The <dynamicsources> element supports only one type of nested element: the <create> element. Each <create> element is really a <terp.echo> task. You can optionally specify a file attribute to set the filename to which the dynamic content is written. When you don't specify a filename, a uniquely named file is created in the compiler invocation's tempDir. Please be aware that a file created in such a way cannot be cleaned up by invoking the compiler task a second time, this time with the cleanup flag set to true. The reason for this limitation is that the filename is totally random and cannot be reproduced in the second compiler task run.

An example element might look like this:

<dynamicsources>
    <create file="moduleQuery.cpp">
extern "C" EXPORT int getMajorVersion() {
    return ${version.major};
}

extern "C" EXPORT int getMinorVersion() {
    return ${version.minor};
}

extern "C" EXPORT const char * getVersionString() {
    return "${version}";
}
</create>
    <create file="dynamic1.cpp" template="dynamic.tpl"/>
</dynamicsources>

You can have a (theoretically) unlimited number of <create> elements. The second element in the example above demonstrates how you can use template files to uncouple the C/C++ source code from the build script.

<exceptions>

In addition to if and unless, this element has two optional attributes: value and synchronous. The value attribute is interpreted as a boolean terp expression that decides whether exception support should be generated or not. Not all compilers provide switches for enabling and disabling exceptions. In such cases, the setting might translate to a no-op. A default value of true is assumed. The optional synchronous attribute is only evaluated for Microsoft and Intel compilers on Windows. If true, synchronous exceptions handling is used (/EHsc), if false (default), asynchronous exception handling is used (/EHa).

You usually don't need to set this option unless you wish to disable exception handling or gain control over the type of exception handling on Windows.

<include>

In addition to if and unless, this element has just one attribute: path. The path attribute is interpreted as an ANT path that specifies the pre-processor search path for include files. Alternatively, you can specify the path via a nested <path> element. The following examples illustrate both approaches.

<include path="${basedir}/include;${basedir}/other/include" />
<include>
    <path refid="include.path" />
</include>

<libpath>

In addition to if and unless, this element has just one attribute: path. The path attribute is interpreted as an ANT path that specifies the pre-processor search path for include files. Alternatively, you can specify the path via a nested <path> element. The following examples illustrate both approaches.

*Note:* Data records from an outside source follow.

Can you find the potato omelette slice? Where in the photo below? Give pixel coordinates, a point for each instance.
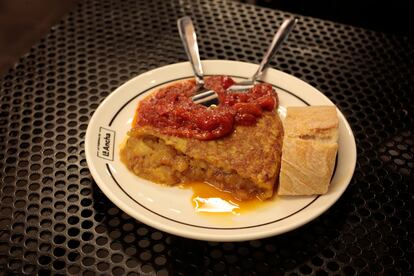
(245, 163)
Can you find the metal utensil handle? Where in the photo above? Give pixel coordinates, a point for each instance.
(189, 39)
(278, 39)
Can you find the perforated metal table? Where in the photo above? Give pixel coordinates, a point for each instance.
(55, 220)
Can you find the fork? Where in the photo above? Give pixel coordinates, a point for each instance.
(203, 97)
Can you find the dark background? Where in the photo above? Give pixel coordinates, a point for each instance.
(24, 22)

<libpath path="${basedir}/lib;${basedir}/other/lib" />
<libpath>
    <path refid="library.path" />
</libpath>

<library>

In addition to if and unless, this element supports several other attributes. The names attribute is the most important one and allows you to specify a comma-, semicolon-, or space-separated list of library names that you want to link with. You only specify the basename of the library, no name prefixes like lib or suffixes like .so. The other two attributes, static and dynamic, are optional and allow you to specify whether you wish to link statically or dynamically. They are only relevant to builds on platforms that make such a distinction in their linker/loaders (Unix, Linux, etc.)

The following example demonstrates how you can specify libraries in a platform- and compiler-independent fashion.

<libpath path="${targetDir}/${compiler.code}.${compiler.version}/${proc.arch}/lib" />
<library names="pthreads,dl" if="os.family!='windows'" />
<library names="user32,conio,system" if="os.family=='windows'" />

<manifest>

No doc available yet.

<multithreaded>

In addition to if and unless, this element has just one optional attribute: value. The value attribute is interpreted as a boolean terp expression that decides whether an application is built for multithreading or not. Not all compilers provide switches for enabling and disabling exceptions. In such cases, the setting might translate to a no-op. A default value of true is assumed.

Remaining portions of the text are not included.